Bulk Copy

The copy statement to reload a table whose characteristics allow a bulk copy to be performed has the following format:

copy [table] [schema.]tablename

([column_name = format [with null [(value)]]

{, column_name = format [with null[(value)]]}])

from 'input_filename'

[with [standard-with-clauses]

[, allocation = n] [, extend = n] [, row_estimate = n]

[, fillfactor=n] [, minpages=n] [, maxpages=n]

[, leaffill=n] [, nonleaffill=n]]

If the file is formatted, you must specify columns in the column list as described for reloading formatted data. If the file is binary, use an empty column list.

Bulk Copying Requirements

To perform a bulk copy when loading data from a file into a table, the table must have the following characteristics:

The table has no secondary indexes.
The table is not journaled.
The table is not partitioned.
The table is either a heap table (the data from the file is appended to the end of the heap table) or empty and less than 18 pages in size if the table is hash, B-tree, or ISAM (the table is rebuilt with the new data from the file).

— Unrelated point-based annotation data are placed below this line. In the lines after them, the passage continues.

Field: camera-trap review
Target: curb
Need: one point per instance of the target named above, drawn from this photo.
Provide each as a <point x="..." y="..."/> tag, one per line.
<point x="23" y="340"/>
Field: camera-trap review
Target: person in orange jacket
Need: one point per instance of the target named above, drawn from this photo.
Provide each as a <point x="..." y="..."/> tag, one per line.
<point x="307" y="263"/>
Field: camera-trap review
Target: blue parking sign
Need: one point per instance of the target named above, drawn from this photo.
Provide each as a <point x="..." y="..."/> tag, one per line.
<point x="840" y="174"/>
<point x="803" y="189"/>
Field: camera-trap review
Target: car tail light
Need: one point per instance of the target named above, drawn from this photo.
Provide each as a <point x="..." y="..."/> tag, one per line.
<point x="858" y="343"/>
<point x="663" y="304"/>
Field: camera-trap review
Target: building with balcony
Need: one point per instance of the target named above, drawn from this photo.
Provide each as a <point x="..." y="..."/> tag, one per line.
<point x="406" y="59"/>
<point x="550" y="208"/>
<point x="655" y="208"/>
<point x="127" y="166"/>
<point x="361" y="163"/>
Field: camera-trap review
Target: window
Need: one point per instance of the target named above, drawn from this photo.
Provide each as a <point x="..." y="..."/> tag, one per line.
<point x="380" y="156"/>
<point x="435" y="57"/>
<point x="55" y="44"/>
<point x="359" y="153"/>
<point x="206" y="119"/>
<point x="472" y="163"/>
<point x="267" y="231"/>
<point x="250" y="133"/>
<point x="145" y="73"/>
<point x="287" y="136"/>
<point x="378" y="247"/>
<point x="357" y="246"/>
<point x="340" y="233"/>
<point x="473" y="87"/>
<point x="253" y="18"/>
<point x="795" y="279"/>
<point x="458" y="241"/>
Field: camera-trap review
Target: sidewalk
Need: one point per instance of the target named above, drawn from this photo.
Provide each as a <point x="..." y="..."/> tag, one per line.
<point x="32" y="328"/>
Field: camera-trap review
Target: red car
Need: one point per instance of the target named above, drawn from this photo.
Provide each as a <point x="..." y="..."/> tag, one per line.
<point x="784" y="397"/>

If these requirements are not met, the copy is performed in incremental mode.

Transaction Logging During Bulk and Incremental Copy

The bulk copy requires only minimal transaction logging.

Note: A transaction is still entered into the log file and normal logging occurs for the associated system catalogs.

In contrast, an incremental copy can generate a large amount of transaction log records. The incremental copy requires logging for every record transfer and every structural change to the table.

An alternative method to reducing logging is described in Large Data Loads with the Set Nologging Statement.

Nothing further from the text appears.